Segundo as investigações, Daniel aproveitava-se da confiança conquistada em seu ambiente de trabalho para aplicar substâncias sedativas em pacientes do Hospital Regional de Ceilândia (HRC) e do Hospital Regional de Taguatinga (HRT). Assim que as vítimas perdiam a consciência, ele subtraía alianças, correntes e outros objetos de valor.

Durante as buscas, os policiais apreenderam semijoias semelhantes às descritas por vítimas, além de medicamentos de uso restrito, em sua maioria amostras grátis. Entre eles, estavam sedativos que podem ter sido utilizados nos crimes.
Provas consistentes
O inquérito reuniu provas consistentes, incluindo reconhecimentos fotográficos, depoimentos de colegas de trabalho e análise detalhada de prontuários médicos, que apontaram divergências entre os remédios prescritos e os aplicados. A supervisora de enfermagem confirmou ainda o desaparecimento de sedativos controlados durante plantões do acusado.

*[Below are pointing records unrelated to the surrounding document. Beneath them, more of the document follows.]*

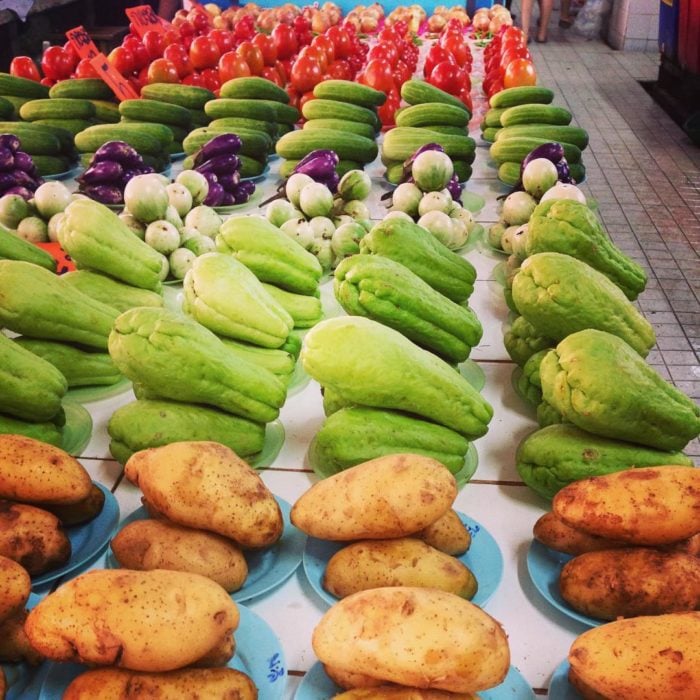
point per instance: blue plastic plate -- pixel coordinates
(316, 685)
(559, 686)
(258, 653)
(87, 540)
(267, 568)
(544, 566)
(78, 428)
(483, 558)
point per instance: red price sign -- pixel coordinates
(144, 19)
(82, 43)
(119, 84)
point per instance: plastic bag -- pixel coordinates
(592, 18)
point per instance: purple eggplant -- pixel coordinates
(105, 172)
(23, 161)
(220, 165)
(222, 145)
(21, 191)
(215, 195)
(23, 179)
(106, 194)
(229, 181)
(10, 141)
(7, 160)
(551, 151)
(120, 151)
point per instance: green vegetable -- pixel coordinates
(549, 459)
(177, 358)
(600, 384)
(376, 366)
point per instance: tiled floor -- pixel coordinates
(644, 173)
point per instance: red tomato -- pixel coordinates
(84, 69)
(224, 40)
(24, 67)
(162, 71)
(285, 41)
(306, 97)
(178, 55)
(204, 53)
(272, 74)
(387, 111)
(317, 53)
(153, 41)
(267, 48)
(448, 77)
(436, 55)
(326, 44)
(378, 74)
(193, 79)
(232, 65)
(456, 45)
(210, 78)
(341, 40)
(252, 56)
(122, 60)
(56, 63)
(520, 72)
(306, 73)
(465, 97)
(340, 70)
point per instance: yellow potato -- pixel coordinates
(645, 658)
(391, 496)
(15, 587)
(14, 645)
(419, 637)
(403, 561)
(205, 485)
(629, 582)
(646, 506)
(81, 512)
(32, 471)
(140, 620)
(393, 692)
(32, 537)
(160, 544)
(448, 534)
(187, 684)
(554, 533)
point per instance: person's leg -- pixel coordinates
(526, 16)
(545, 13)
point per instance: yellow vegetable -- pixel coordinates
(419, 637)
(205, 485)
(645, 658)
(646, 506)
(390, 496)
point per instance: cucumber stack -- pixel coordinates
(522, 118)
(437, 114)
(191, 97)
(342, 117)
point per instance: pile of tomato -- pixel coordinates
(508, 62)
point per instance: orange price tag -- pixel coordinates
(82, 43)
(119, 84)
(144, 19)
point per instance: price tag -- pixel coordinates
(144, 19)
(119, 84)
(82, 43)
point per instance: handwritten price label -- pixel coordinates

De acordo com a polícia, o modus operandi era sempre o mesmo: Daniel se aproximava dos pacientes alegando ministrar medicamentos, aplicava o sedativo sem prescrição e, com as vítimas inconscientes, cometia os roubos.

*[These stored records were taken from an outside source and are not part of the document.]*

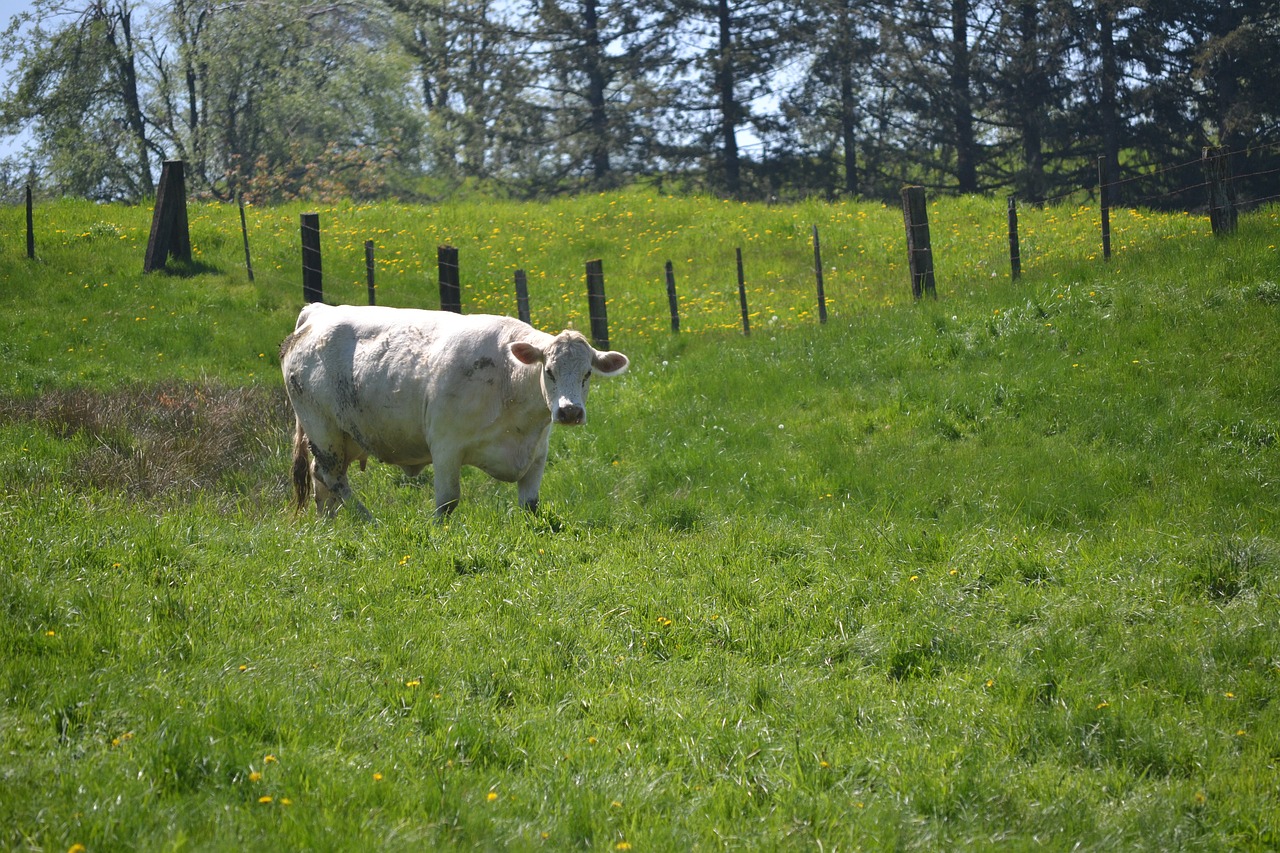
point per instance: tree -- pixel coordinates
(735, 49)
(938, 65)
(78, 92)
(474, 76)
(823, 110)
(600, 83)
(1031, 87)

Em um dos casos mais graves, um paciente, ainda sob efeito da substância, tentou dirigir e sofreu um acidente de carro, colocando em risco a própria vida e a de terceiros.
Denúncia nas redes
A investigação começou há três meses e ganhou força após uma das vítimas relatar o crime nas redes sociais. A repercussão incentivou outras pessoas a procurar a delegacia e registrar novas ocorrências. Até o momento, nove vítimas foram formalmente identificadas.
O nome da operação, Bad Nurse (“Enfermeiro Mau”, em inglês), faz referência à profissão do acusado, que deveria zelar pela saúde de seus pacientes, mas, segundo a polícia, traiu a confiança da sociedade ao usar seus conhecimentos para praticar crimes graves.